Sin embargo, mientras la bonita morena le servía café y huevos revueltos con beicon, se habían puesto a hablar de arte, cine y literatura y lo había sorprendido lo divertida y amable que era. Se había quedado un buen rato y había acabado preguntándole si le apetecía que se vieran cuando terminara su turno.

Y encima le había mentido. Bueno, no exactamente: le había dicho que se llamaba Leo Gianakos, pero Leo era el diminutivo que había usado con él su niñera, y Gianakos era su segundo nombre, por su padre.

Su intención nunca había sido seducirla, pero había sido incapaz de resistirse al deseo que despertaba en él, algo que no le había ocurrido con ninguna otra mujer. Sin embargo, tenía que hacerse a la idea de que iba a perderla, porque eso era lo que iba a ocurrir cuando le dijera la verdad, se dijo mientras entraba en su despacho.

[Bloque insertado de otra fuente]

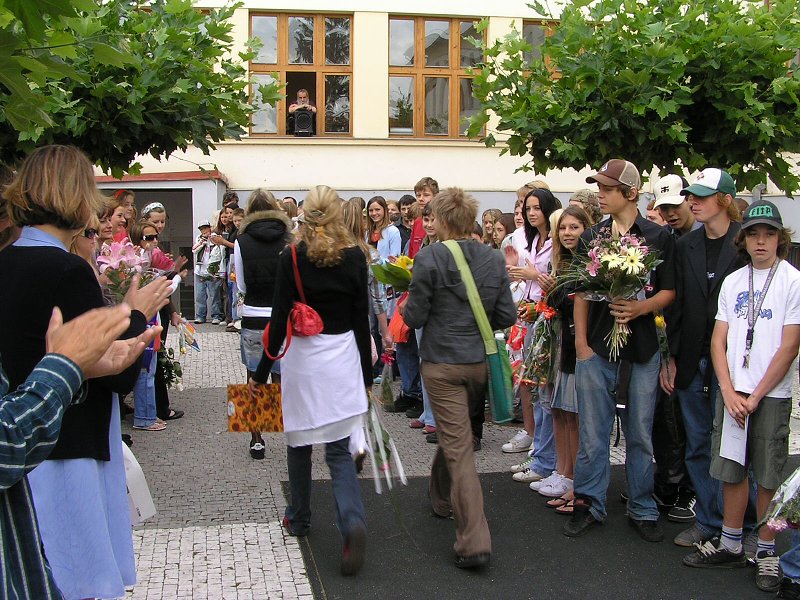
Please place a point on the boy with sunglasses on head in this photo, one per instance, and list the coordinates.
(759, 303)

Se sentó tras su escritorio y se quedó pensativo, con la mirada perdida en el ventanal, que ofrecía una magnífica vista de la ciudad. ¿Tenía alguna posibilidad de retener a Daisy? Sabía que estaba enamorada de él. Lo había visto en sus ojos verdes, aunque ella hubiera intentado disimularlo.

Además, Daisy lo tenía por el dependiente en una boutique de Manhattan, y aun así lo amaba. No al rico y poderoso hombre de negocios, sino a él. Y si era capaz de amar a un simple dependiente, ¿no podría amarlo a él también, a pesar de sus faltas?

Quizá si le explicara por qué lo había enfadado tanto que su padre hubiera intentado timarlo… Si le contara aquel terrible secreto de su infancia… Se estremeció de solo pensarlo. No, no podía contarle aquello a nadie, ni revelar a nadie sus verdaderos orígenes… Pero entonces… ¿cómo podría convencerla para que permaneciese a su lado?